Publisher: Scholastic Inc., 1997
Genre: Fiction Literature, Fantasy, Novel
Age Range:
5th grade and up

Summary: This book has already become a fantastic hit that most people know about. Young Harry Potter is a child who is a living legend. He survived an attack by the horrible Lord Voldemort and ever since the wizard world has been buzzing about him. After fast forwarding 10 years, Harry is met by Hagrid, a huge man from the wizard world. Hagrid takes Harry to the Diagon Alley, the "main street" of the wizard world. He gets supplies he will need for school. While on the bus to Hogwarts (the wizard school that Harry will attend) he meets two people who will become his very best friends, Ron and Hermione. After a run-in with a troll, Snape, and Malfoy, Harry plays at a Quidditch match and almost gets into trouble. Snape tries to hurt Harry during the match. Hermione sees him doing it and sets him ablaze! (His clothes, that is.) While playing with the invisibility cloak one day, Harry sees the Mirror of Erised and sees his parents alive. This is one of my favorite parts of the book because he is taken a back and you never saw it coming. While on the quest for the sorcerer's stone, Harry has a run-in with Quirrell (who is actually Voldemort in disguise.) Quirrell is told to kill Harry, but with one touch of the magic boy he is burned. Dumbledore saves Harry and at the award banquet (surprisingly) awards Griffindor the house cup trophy!

Response: I read this book when it first came out in 1997. Since then, I have read three more of them and been an avid fan of all the movies. These books are so special and I really enjoyed taking a second look at it. Rowling is such an amazing writer that you really do catch something new each time.
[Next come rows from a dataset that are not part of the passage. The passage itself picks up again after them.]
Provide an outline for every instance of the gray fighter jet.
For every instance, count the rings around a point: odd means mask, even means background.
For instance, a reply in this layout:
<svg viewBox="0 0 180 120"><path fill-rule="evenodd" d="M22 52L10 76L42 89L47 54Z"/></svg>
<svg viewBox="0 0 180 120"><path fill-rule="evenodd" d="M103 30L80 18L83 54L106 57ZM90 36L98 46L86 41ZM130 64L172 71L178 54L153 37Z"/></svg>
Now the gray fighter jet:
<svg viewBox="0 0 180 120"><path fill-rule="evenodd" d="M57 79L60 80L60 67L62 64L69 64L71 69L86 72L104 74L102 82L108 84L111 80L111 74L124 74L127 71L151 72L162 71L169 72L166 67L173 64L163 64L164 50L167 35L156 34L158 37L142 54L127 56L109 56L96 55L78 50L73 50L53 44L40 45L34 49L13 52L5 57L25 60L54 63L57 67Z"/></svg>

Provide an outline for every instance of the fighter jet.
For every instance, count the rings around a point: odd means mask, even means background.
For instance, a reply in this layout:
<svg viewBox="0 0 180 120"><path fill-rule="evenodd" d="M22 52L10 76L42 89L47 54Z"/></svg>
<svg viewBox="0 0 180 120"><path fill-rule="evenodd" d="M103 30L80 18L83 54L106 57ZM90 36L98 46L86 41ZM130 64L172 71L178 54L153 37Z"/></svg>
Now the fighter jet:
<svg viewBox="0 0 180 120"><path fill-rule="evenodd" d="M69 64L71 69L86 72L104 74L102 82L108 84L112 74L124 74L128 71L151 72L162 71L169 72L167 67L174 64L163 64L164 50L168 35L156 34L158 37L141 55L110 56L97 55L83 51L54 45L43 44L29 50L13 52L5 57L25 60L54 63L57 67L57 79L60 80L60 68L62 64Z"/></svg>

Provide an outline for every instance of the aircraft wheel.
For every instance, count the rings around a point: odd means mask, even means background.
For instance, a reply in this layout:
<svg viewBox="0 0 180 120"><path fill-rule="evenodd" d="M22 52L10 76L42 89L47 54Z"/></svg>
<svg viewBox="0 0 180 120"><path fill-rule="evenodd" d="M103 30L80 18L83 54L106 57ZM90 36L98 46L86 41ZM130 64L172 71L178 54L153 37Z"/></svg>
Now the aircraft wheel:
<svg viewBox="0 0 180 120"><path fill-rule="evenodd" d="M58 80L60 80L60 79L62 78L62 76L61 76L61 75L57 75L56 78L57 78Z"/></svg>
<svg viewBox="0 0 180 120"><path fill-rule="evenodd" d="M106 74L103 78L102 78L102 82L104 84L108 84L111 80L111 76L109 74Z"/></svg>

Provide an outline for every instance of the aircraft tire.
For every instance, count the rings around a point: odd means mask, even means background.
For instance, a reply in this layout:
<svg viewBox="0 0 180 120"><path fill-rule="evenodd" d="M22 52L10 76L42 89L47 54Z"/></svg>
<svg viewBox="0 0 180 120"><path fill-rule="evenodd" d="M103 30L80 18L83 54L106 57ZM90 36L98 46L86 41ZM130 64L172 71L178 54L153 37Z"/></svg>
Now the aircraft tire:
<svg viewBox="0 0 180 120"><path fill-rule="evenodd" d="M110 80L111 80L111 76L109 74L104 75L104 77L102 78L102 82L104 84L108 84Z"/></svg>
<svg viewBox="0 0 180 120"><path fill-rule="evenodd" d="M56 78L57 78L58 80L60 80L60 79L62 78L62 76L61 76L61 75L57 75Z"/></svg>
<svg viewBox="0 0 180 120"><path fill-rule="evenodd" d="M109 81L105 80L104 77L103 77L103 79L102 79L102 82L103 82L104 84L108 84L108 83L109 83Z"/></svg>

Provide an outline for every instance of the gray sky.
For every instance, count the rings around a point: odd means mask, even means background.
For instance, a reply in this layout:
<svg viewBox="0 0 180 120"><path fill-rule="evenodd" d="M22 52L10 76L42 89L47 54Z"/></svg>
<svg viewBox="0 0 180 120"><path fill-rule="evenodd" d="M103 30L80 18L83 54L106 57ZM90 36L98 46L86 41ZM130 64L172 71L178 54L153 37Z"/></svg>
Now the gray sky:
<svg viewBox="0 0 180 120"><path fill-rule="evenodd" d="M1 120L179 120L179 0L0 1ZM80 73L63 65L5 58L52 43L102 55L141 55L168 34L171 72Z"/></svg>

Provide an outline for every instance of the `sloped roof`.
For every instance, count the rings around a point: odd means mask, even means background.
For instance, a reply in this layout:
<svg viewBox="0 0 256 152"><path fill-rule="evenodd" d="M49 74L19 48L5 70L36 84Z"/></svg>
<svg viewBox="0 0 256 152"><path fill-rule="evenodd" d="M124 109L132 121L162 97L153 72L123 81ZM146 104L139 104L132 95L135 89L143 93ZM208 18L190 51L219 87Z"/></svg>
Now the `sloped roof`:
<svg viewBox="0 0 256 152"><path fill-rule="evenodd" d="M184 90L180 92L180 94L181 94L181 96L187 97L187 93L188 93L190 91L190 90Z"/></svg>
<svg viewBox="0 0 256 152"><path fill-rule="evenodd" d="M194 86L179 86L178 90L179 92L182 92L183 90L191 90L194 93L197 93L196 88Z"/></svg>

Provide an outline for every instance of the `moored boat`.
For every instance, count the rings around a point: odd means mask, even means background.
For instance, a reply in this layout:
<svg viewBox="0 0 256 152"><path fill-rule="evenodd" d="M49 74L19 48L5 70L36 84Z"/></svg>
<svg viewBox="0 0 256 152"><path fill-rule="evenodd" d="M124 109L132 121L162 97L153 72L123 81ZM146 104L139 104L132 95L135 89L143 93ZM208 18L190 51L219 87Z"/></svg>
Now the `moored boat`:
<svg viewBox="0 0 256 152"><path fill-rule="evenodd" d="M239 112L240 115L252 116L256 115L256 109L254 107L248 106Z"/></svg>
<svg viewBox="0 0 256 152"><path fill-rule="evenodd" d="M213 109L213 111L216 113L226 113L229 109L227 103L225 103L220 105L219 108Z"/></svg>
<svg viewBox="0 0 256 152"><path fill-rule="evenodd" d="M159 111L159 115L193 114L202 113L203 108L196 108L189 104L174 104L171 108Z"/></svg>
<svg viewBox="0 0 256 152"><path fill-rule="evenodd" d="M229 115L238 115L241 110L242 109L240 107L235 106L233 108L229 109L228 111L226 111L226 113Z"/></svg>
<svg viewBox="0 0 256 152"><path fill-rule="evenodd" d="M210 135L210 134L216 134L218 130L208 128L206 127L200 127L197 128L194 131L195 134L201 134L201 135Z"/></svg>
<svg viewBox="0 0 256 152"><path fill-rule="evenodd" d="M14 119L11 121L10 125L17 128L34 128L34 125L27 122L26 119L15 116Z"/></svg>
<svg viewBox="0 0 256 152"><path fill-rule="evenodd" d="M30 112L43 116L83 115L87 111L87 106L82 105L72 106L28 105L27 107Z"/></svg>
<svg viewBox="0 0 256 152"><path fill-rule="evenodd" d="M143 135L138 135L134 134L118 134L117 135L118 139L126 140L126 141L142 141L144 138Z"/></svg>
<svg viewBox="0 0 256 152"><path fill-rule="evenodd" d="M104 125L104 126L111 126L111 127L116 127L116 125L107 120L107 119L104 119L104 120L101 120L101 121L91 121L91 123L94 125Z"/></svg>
This is definitely a book (and series) that can be enjoyed through the ages. Rowling includes so many different elements that beginning readers and even sixty year olds can connect in what ever way they choose. The themes that encompass this novel also make it very special. Friendship and bravery are just a few that are my favorite. I personally think that this is an amazing book that takes readers to a new world they will not want to leave.

Teaching Ideas: I think there are several ways to approach this book. One of these ways is by talking about it being a banned book in many areas. This is a lesson you could do to use with that avenue. Since it is made into a movie, 3-5th graders could use this lesson to talk about differences in books and movies. Teachers could make this book a lot of fun. It also teaches really good literary elements such as foreshadowing.

I think this would be an awesome book to teach and if you haven't, you definitely should!